Remplir les différents formulaires prend du temps et finit par avoir plus d’importance que la relation managériale elle-même. Le mieux est l’ennemi du bien. On connaît l’inconvénient des systèmes « couteau suisse » en quête de plusieurs objectifs simultanés, parfois contradictoires entre eux. Ce qui est le cas des différents modèles de management. Ils sont complémentaires, mais aussi antagonistes, notamment parce qu’ils ne s’inscrivent pas tous dans le même référent temporel.

Par exemple, compte tenu de l’accélération du temps évoqué précédemment, le MPO tire la relation managériale vers le court terme, voire le très court terme.

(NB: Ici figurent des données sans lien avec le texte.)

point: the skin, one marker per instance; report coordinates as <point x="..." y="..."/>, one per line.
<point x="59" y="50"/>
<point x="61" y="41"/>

Au contraire, la sophistication des technologies, la complexification des situations de travail,… inscrivent le management par les compétences dans un horizon de temps beaucoup plus long.

Une question d’équilibre

On objectera à juste titre que, pour des raisons de faisabilité et surtout d’équité, il ne peut y avoir, au sein de la même entreprise, autant de systèmes de management que de managers. En même temps, il faut éviter le risque d’une uniformisation abusive. C’est une question d’équilibre entre le standard et le spécifique. On peut réutiliser ici les principes de différenciation et d’intégration élaborés par Paul Lawrence et Jay Lorsch à propos des structures organisationnelles. Pour permettre une adaptation à des sous-environnements spécifiques, il faut différencier une structure en unités particulières (directions, départements, services,…). Pour que malgré tout chaque unité soit guidée vers un but commun, il faut mettre en place des mécanismes d’intégration spécifiques (rattachement hiérarchique, comités, procédures,…) contrebalançant la différenciation. En conséquence, plus la différenciation est forte, plus l’intégration doit l’être.

Les différentes formes de management mises à disposition des managers par les systèmes combinatoires offrent des possibilités de différenciation. Il faut alors définir un certain nombre de principes communs, limitant l’autonomie et l’initiative des managers, mais garantissant cohérence et équité au sein de l’entreprise. L’intégration doit contrebalancer la différenciation, sans que la standardisation ne bride les managers, les empêche de respirer au point de les étouffer.

C’est, comme nous le verrons dans un prochain billet, l’un des principaux facteurs clés de succès d’un véritable management combinatoire. Il ne s’agit plus d’appréhender le système de management seulement comme un facteur d’intégration organisationnelle, mais de penser la différenciation et l’intégration du système de management lui-même. Ce que nous pourrions nommer la différenciation et l’intégration managériale, par différence avec la différenciation et l’intégration organisationnelle.